Estaba atrapada por el alambre herrumbroso de un vetusto cepo de tabla. Aleteaba levemente y sus ojitos – punta de alfiler de acero brillante – centelleaban con el primer sol. Era un pajarito pequeño, casi la mitad que un gorrión, y también pardo como el señor de nuestras calles y plazas. Estaba vivo. La fortuna había querido que el brazo móvil de la trampa al saltar le alcanzara con una parte ovalada que dejaba un hueco al chocar con la fija. ¡Tenía un cuello tan mínimo! Al palparle, mientras revoloteaba, calculé que su esófago no era mayor que el tubo de plástico para la tinta de mi bolígrafo bic.
¿Qué hacía con él? Los dos sufríamos. Estaba preso y yo no sabía, o acaso no quería, matarlo. Nunca había matado nada. De acabar con las gallinas, los conejos o los cerdos siempre se encargaban mis padres. ¡Y el pájaro era tan pequeñito y bonito! Lo sujeté con la mano derecha, aunque él se mantenía muy quieto, y abrí el armatoste del cepo con la izquierda. Estaba libre de la trampa, pero no hizo amago de volar. Encogió su pequeña cabecita y se dejó acariciar por mi dedo. ¿Qué hago¿ ¿Lo mato? La pregunta repetida empezó a dolerme en el pecho. Abrí un par de centímetros la mano y lo observé.

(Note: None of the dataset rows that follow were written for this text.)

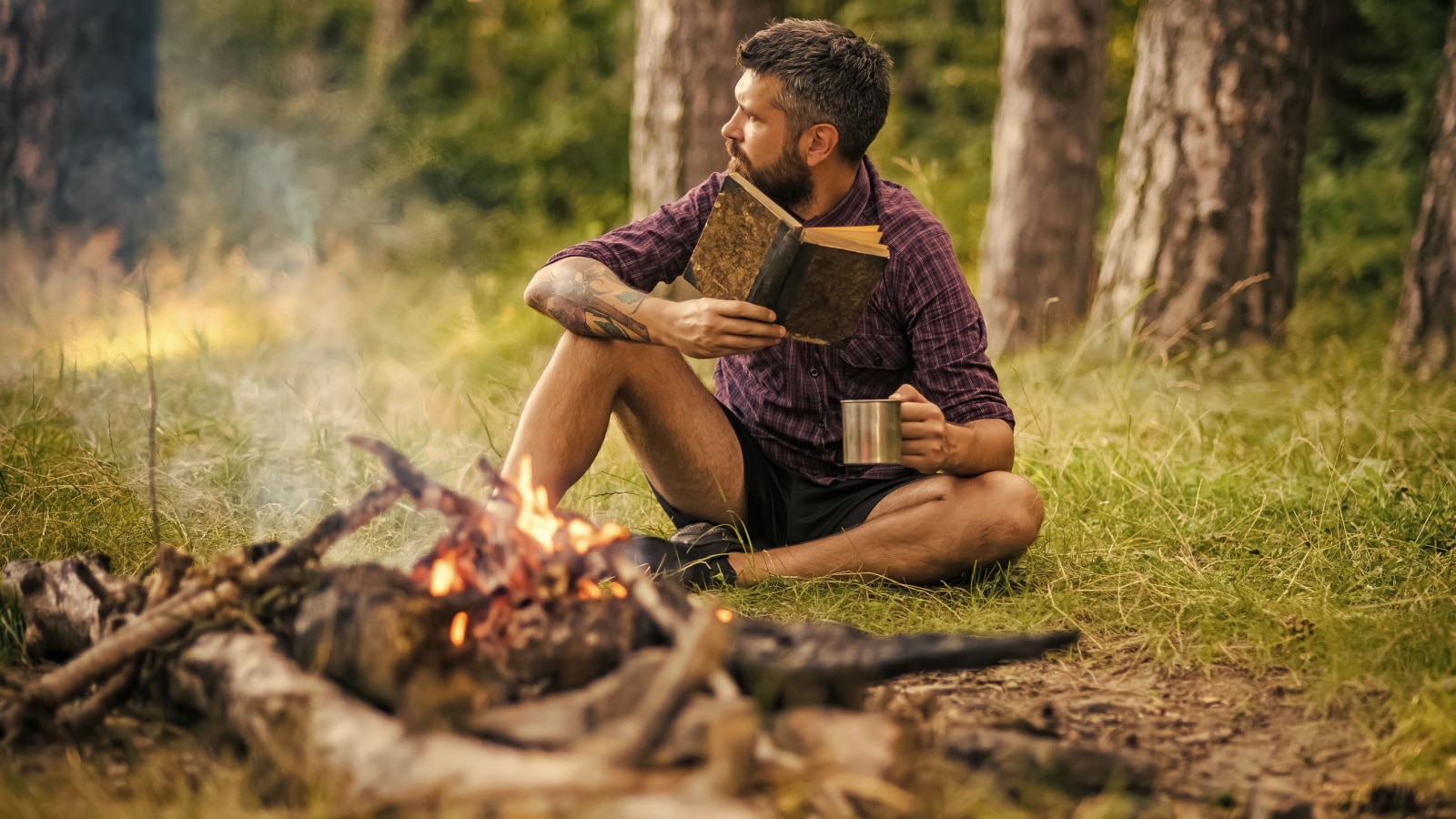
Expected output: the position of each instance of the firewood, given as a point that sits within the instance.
(178, 614)
(309, 727)
(698, 652)
(66, 602)
(557, 720)
(79, 717)
(827, 663)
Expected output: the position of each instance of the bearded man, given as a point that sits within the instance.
(761, 455)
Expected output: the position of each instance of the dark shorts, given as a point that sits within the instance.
(785, 508)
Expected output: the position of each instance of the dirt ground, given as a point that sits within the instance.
(1212, 734)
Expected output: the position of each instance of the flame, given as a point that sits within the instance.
(536, 516)
(444, 579)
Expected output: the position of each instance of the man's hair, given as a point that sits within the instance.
(829, 76)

Pechuga blanquecina con tizne ceniza y ojillos serenos. Seguía inmóvil y no oí ni un pio.
No podía retorcerle el cuello como había visto que hacían mis primos en otras ocasiones. Era demasiado pequeño y bonito. Ni para un bocado valdría. Pero mi padre preguntaría si había caído algo en la postura de la piedra lindera, “porque allí siempre pican”. Le diré que lo encontré volteado; que debió de entrarle un pájaro grande, porque no tenía el jorobichi.
Y pasó tal cual. Me preguntó lo que había pensado. Pero no pude mentirle. Le conté muy compungido cómo fue todo. Le hizo mucha gracia. Me acarició el cogote pasándome su mano áspera tres veces de arriba abajo. Y me dijo que había hecho bien, “porque las calandrias en invierno dan alegría”.
«Le retorcí el cuello mirando la copa de una encina».
Poco después, en otra finca, y al reguerir también los cepos, ocurrió algo muy singular. Ahora vi la trampa de alambre acerado y nueva volteada fuera de la postura. ¡Vaya, otro que se escapó! Pero el jorobichi fibroso y culebrero se movía como una exhalación. Pensé que igual había saltado solo, pues los pongo tan al límite de sensibilidad (así definía mi padre el cepo que salta con solo “notar la sombra del bicho que se acerca”) que… Mas, a continuación, oí un chasquido mínimo a mi lado. Un pichorubio como ausente se movía con la lentitud del caracol a un metro escaso por encima de la postura. ¿Qué hace este aquí? Lo miré, pero no se percató de mi presencia. Estaba absorto. Lo tomé con mi mano zurda sin problema alguno, como quien recoge un papelillo. ¿Qué le habrá pasado? No entendía qué habría podido ocurrir. ¿Me lo llevo o lo dejo aquí?
Pero, de inmediato, pensé que si lo dejaba debajo de aquel zarzalón, se lo comería cualquier alimaña y sufriría mientras era descuartizado. Así que le retorcí el cuello mirando la copa de una encina. Se lo conté tal cual a mi padre. “Has hecho bien, la tabalá del cepo lo dejó atontolinao”. Y luego me acarició el cogote con su mano rugosa tres veces de arriba abajo.